Collins Resigns; Thornberry to Retire

By Jim Ellis

Rep. Chris Collins (R-NY)

Oct. 2, 2019 — Reportedly planning to plead guilty to an insider trading charge after being indicted last year, Rep. Chris Collins (R-NY) resigned his seat in the House, officially informing Speaker Nancy Pelosi (D-CA) and New York Gov. Andrew Cuomo (D) Monday of his intentions.

Despite having an indictment hanging over his head, Rep. Collins won a close re-election in NY-27 — normally a safe Republican upstate district that occupies all or parts of eight counties in the region’s rural area east of Buffalo and south of Rochester.

The congressman defeated Democrat Nate McMurray, a Grand Island town supervisor, by a razor-thin 49.1 – 48.8 percent spread, a margin of just 1,087 votes. Clearly the indictment played a major role in the outcome being so close, as Collins’ re-election percentages were an identical 67.2 percent in 2014 and 2016 after unseating then-Rep.
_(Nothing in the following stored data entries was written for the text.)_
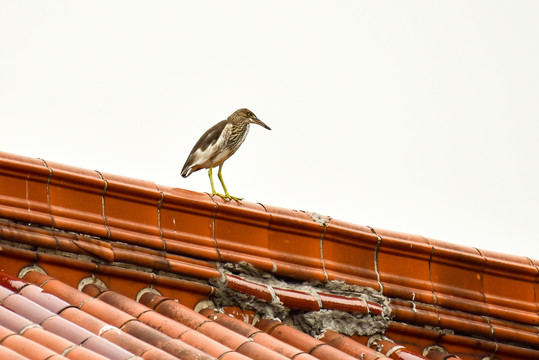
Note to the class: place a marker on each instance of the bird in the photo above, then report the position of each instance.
(219, 143)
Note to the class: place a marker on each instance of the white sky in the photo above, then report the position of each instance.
(413, 116)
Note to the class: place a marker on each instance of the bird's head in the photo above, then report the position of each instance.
(249, 116)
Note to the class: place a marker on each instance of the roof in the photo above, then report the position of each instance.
(96, 265)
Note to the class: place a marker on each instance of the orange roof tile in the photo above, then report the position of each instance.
(120, 268)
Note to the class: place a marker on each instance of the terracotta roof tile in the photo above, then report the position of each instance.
(121, 240)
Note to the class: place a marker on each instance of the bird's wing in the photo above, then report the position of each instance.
(207, 147)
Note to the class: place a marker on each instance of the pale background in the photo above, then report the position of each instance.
(413, 116)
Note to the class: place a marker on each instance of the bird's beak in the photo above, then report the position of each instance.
(259, 122)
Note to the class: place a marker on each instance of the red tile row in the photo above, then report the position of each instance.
(184, 233)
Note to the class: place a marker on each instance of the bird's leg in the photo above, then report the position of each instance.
(227, 195)
(213, 192)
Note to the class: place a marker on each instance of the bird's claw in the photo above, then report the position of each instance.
(228, 197)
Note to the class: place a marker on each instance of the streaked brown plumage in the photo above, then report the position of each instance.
(219, 143)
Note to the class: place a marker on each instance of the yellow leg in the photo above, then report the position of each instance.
(213, 192)
(227, 195)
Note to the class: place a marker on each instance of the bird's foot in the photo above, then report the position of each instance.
(227, 197)
(238, 200)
Kathy Hochul (D) in the 2012 general election.

Anticipating an open seat or a weakened Collins seeking re-nomination, several Republicans had already announced their intentions to run. Two state senators, Chris Jacobs (R-Buffalo) and Rob Ortt (R-Lockport), are already in the race as is attorney and former town judge Beth Parlato. The 2018 Democratic nominee, McMurray, is also a declared candidate.

It is likely that other Republicans will jump into either the special election, if it is called, or the regular election now that it is an open seat race. It is also likely that Democratic leaders will make sure that McMurray has a clean shot for re-nomination in order to make him as strong as possible against a different GOP nominee.

The New York state primary is scheduled for June 23. The eventual GOP nominee should begin as a favorite to hold the seat.


As has been speculated upon for a number of weeks, veteran Texas Rep. Mac Thornberry (R-Clarendon/Amarillo) announced that he will not seek a 14th term next year saying simply that “for everything there is a season, and I believe that the time has come for a change. Therefore, this is my last term in the U.S. House of Representatives.”

Thornberry represents the strongest Trump district in the United States. The president scored an 80-17 percent victory over Hillary Clinton here in 2016. Mitt Romney posted a similar 80-19 percent spread in 2012 against Barack Obama. Thus, there is little doubt that Rep. Thornberry’s replacement will come from the Republican primary.

Over the course of his long 26-year congressional career, Thornberry averaged 78.1 percent of the vote in his 13 elections, and 80 percent in his dozen re-election campaigns. Already, Amarillo City Councilwoman Elaine Hays (R) and Josh Winegarner, the government relations director for the Texas Cattle Feeders Association, are confirming that they are considering entering the open race.

Thornberry becomes the sixth Texas Republican House member to announce that he won’t seek re-election in 2020. Nationally, there are now 23 open House districts, 18 of which come from the Republican side.

The 13th CD occupies the Texas Panhandle, stretching from the Oklahoma Panhandle border along the Red River all the way through Wichita Falls and close to the outer Dallas-Ft. Worth suburbs. The district includes 39 counties and parts of two others. Amarillo is the district’s largest city, which touches two counties, Potter and Randall. Together, the region houses about 240,000 people. Wichita Falls, in a county of 131,000 is the second largest population center.

Texas has scheduled its state primary concurrently with the Super Tuesday presidential primary on March 3. If no candidate secures a majority, a run-off election will occur for the respective party contenders on May 26. The candidate filing deadline is Dec. 9, so we will know in relatively short order exactly how the candidate field will take shape.